It's obviously most important that an algorithm solves a given problem correctly. How much time an algorithm will take to solve a problem is only slightly less important. All algorithms must terminate eventually, because they wouldn't be algorithms if they didn't, but they might run for billions of years before terminating. In order to compare algorithms, we need a way to measure the time required by an algorithm.
To characterize an algorithm, we really need to know how its running time changes in relation to the size of a problem. If we solve a problem that's ten times as large, how does the running time change? If we run :func:`find_max` on a list that's a thousand elements long instead of a hundred elements, does it take the same amount of time? Does it take 10 times as long to run, 100 times, or 5 times? This is called the algorithm's time complexity or, occasionally, its scalability.
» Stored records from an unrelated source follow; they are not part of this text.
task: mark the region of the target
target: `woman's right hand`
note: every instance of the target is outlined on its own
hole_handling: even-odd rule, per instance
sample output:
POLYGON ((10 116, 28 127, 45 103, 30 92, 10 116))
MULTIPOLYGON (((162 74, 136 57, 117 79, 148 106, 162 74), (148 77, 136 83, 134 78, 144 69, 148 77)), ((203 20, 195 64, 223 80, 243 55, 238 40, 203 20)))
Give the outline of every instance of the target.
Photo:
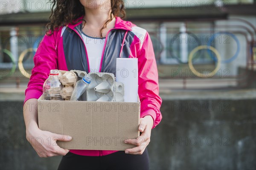
POLYGON ((35 126, 27 129, 26 136, 40 157, 64 156, 69 151, 69 150, 60 147, 56 142, 70 141, 72 139, 71 136, 42 130, 37 126, 35 126))

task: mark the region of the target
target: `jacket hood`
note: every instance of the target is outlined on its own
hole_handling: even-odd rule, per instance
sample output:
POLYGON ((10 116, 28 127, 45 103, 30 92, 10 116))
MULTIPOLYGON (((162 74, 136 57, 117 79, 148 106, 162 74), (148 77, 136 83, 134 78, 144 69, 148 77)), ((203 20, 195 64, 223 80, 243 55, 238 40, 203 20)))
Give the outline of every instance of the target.
MULTIPOLYGON (((75 27, 81 24, 82 22, 82 18, 84 16, 82 16, 76 19, 75 21, 81 20, 80 22, 76 24, 70 24, 68 25, 68 27, 71 29, 73 29, 75 27)), ((129 31, 131 30, 131 28, 136 26, 135 24, 133 24, 130 21, 126 21, 122 20, 119 17, 116 17, 116 23, 115 24, 115 28, 117 29, 122 29, 129 31)))

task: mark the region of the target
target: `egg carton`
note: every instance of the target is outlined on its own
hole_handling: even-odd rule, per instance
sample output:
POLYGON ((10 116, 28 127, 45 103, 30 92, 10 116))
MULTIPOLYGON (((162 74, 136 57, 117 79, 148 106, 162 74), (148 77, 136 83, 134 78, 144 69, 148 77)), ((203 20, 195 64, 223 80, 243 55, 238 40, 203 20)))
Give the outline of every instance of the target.
POLYGON ((100 72, 89 73, 88 75, 92 78, 92 80, 86 90, 87 101, 124 101, 124 84, 115 82, 113 74, 100 72))
POLYGON ((70 100, 76 82, 87 75, 87 73, 85 71, 77 70, 59 71, 59 79, 64 86, 60 94, 65 100, 70 100))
To measure the time complexity, we could simply implement an algorithm on a computer and time it on problems of different sizes. For example, we could run :func:`find_max` on lists from lengths ranging from 1 to 1000 and graph the results. This is unsatisfactory for two reasons:
- Computers perform different operations at different speeds: addition may be very fast and division very slow. Different computers may have different specialities. One machine may have very fast math but slow string operations while another might do math very slowly. Machines also vary in memory size and processor, memory, and disk speeds. Researchers would find it difficult to compare results measured on different machines.
- Measuring performance within a given range doesn't tell us if the algorithm continues to scale outside of the range. Perhaps it runs very well for problem sizes up to 1000, but at some larger size it began to run too slowly.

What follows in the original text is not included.